In the soaring and dense tenement neighborhoods of Eastleigh, Zimmerman, Huruma, Rongai, Umoja, Parklands, Kawangware, Kilimani, Kileleshwa and Zimmerman, our children are denied open spaces and city authorities turn a blind eye to a lack of public services. Provision of water and sanitation services is ephemeral. As Pope Francis warned urbanization can be fraught with dreadful injustice. Dreadful injustice because the elite anaesthetized by hubris, greed and power inflict misery upon the majority and then device solutions that amount indifference and mere containment.

Everyday, I wonder if anybody cares whether our cities are livable for the majority of Kenyans. Every so often I ask myself if anybody is in charge or answerable. I think about what the so-called privileged think every time they cause fellow citizens to run perilously across the streets because the automobile has right of way. What do the few who drive think when they empty the filthy waters of road puddles onto unsuspecting pedestrians?

Urbanism can be beautiful. Urbanism can joyful and hopeful. Urbanization must be just and equitable. Urbanism must be joyous, extending hope and opportunity and a right to equal opportunity for girls and women. Urbanism must fulfill, for the majority the unyielding desire of all of mankind – decent lodging and dignified work.  

Last Saturday, through its Youthful Cities initiative the East African Institute in collaboration with K–Youth Media, which works with youth from the urban slums of Nairobi and Aga Khan Academy Nairobi, organized an immensely uplifting digital photo exhibition.

The exhibition was an invitation to Nairobi’s youth to take and submit photographs that represent their urban experience; living, working and leisure. The pictures ranged from the built environment (streets and residential spaces), sports and recreation, the environment, art and culture, education and opportunity.

The sobering convergence of two factors, rapid, unprecedented urbanization, and the fact that about 80 percent of our population is aged below 35 years motivated the exhibition. It is seldom that two consequential forces converge at the same epoch and at the same place.

At the exhibition, these young, amateur photographers were invited to say what the pictures meant to them. The narratives were impassioned, brilliant, insightful and packed with resolve and agency. I have never been more hopeful about our future and the promise of urbanism.

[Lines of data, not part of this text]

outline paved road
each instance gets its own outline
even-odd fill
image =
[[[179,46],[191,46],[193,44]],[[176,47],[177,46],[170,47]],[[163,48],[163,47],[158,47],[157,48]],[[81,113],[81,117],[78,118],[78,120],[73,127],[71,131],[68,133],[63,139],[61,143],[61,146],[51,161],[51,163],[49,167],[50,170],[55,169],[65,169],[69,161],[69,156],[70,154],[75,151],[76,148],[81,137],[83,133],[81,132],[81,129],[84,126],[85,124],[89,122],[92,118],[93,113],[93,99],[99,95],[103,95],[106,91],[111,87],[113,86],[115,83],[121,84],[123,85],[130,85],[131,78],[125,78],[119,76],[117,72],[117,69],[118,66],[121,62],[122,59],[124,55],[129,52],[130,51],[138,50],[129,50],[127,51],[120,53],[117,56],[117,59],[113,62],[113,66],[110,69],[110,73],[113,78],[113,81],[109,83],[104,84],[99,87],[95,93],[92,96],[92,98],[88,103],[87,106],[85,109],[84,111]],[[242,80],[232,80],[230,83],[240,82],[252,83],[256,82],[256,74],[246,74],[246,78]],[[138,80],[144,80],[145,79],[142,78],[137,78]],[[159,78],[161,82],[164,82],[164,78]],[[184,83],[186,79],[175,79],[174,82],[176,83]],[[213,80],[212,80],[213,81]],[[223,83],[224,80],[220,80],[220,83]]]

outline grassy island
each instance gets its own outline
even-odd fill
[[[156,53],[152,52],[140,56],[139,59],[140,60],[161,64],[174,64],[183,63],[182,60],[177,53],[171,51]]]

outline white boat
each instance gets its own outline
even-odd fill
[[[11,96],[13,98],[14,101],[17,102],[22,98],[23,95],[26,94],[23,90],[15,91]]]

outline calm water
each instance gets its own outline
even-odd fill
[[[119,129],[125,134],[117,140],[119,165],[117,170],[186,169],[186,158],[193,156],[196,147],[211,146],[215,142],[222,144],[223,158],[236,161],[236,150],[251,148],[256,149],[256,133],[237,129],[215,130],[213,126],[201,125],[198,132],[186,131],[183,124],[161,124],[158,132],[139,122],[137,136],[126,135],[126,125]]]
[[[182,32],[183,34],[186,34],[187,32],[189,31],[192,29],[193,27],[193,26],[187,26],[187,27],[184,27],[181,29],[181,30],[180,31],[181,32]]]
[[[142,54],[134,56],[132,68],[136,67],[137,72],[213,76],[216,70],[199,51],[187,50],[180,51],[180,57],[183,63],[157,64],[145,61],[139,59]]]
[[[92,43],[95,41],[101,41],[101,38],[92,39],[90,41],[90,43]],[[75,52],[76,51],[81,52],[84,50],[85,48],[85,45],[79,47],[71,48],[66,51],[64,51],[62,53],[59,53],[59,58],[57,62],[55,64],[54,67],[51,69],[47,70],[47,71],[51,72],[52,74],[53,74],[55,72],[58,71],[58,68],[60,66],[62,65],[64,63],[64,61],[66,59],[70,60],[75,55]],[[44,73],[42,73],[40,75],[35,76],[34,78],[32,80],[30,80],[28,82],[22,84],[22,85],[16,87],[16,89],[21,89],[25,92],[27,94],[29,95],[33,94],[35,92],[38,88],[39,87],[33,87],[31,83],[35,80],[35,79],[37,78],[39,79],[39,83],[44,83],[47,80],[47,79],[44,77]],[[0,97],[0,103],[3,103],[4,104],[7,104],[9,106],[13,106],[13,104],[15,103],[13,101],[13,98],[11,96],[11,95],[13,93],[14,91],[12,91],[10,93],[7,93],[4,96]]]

The winning photograph, out of 22 submissions, was by Lewis Muruiki from K-Youth Media. In this picture, taken against the backdrop of Korogocho slums, a handful of girls are playing soccer, some barefoot. The field is bare earth, fortunately not yet grabbed. Lewis’ picture was motivated by young women unbowed by the circumstance of birth demonstrating teamwork, respectful competition, and willingness to play by the rules. These are qualities that are an anathema in public life, especially among the privileged few.

The second best photograph was by Michelle Kamunyo from Aga Khan Academy Nairobi. Michelle’s was a provoking image of unspeakable filth, which chokes one of the tributaries of Nairobi River in the so-called upmarket neighborhood of Riverside. For Michelle, it was not about what the government can do, but what young people like her must do; from boycotting polythene, to mobilizing a clean up and having a dialogue on responsible stewardship among riverine communities.

The views and perspectives of the youth must inform the governance, management, planning of urban development. The historic opportunity is unprecedented. We can and must build cities the serve the needs of the majority of urban residents – the youth.